Figure 2. TDE-induced Stat3 activation determines MDSC suppressive functions.

(A) Expression of pStat3 in MDSCs from naive and tumor-bearing mice (TB) was determined by Western blotting (upper panel) and FACS (lower panel). (B) CFSE-labeled OT-1 cells loaded with SIINFEKL and cultured alone or with MDSCs isolated from TB or naive mice at different MDSC/OT-1 ratios. Percentage of OT-1 proliferating cells was determined by flow cytometry (n = 3). (C) Peptide-loaded, CFSE-labeled OT-1 cells were cultured alone or with MDSCs isolated from TB mice treated with PBS, JSI124, STA21, or Stat3 siRNA. CFSE dilution was determined by flow cytometry (n = 3). (D) Nude or WT mice were vaccinated or not with frozen/thawed CT26 cells 1 week before i.v. injection of CT26 cells admixed or not with MDSCs isolated from TB and previously treated with STA21 or Stat3 siRNA. 2 weeks later, lung metastasis numbers were evaluated (n = 5 mice per group).
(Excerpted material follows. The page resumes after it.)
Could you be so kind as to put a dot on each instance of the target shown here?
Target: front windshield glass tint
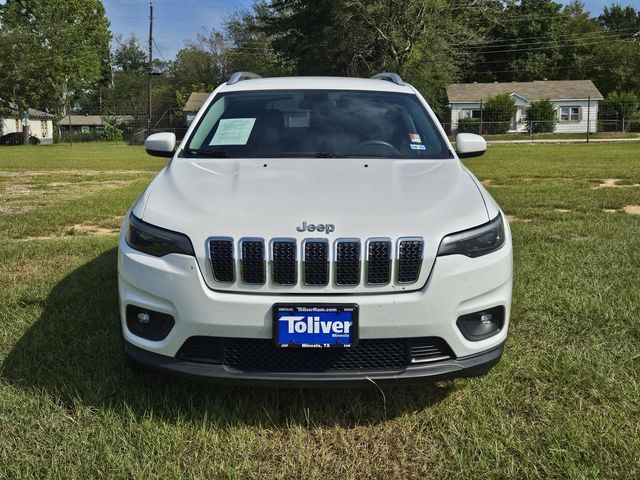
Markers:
(316, 123)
For box and whisker plots, bottoms and tops of boxes show the 25th and 75th percentiles, respectively, and middle bands show the median; whiskers show extrema. (E) Peptide-loaded, CFSE-labeled OT-1 cells were cultured alone or with bone marrow–derived MDSCs of naive mice previously treated alone or with tumor cell whole supernatant or TDE or TDSF fractions. CFSE dilution was determined by flow cytometry (n = 3 mice per group). (F) TB mice were injected or not with MDSCs. These MDSCs were either from TB or naive mice and stimulated with PBS, TDEs, or TDSFs. 2 days later, spleen cells were harvested and restimulated in vitro with CD3mAb⁺ dead tumor cells, then stained for intracellular CD4 and IFN-γ (upper panel) or CD8 IFN-γ (lower panel). *P < 0.05. Error bars represent mean + SD.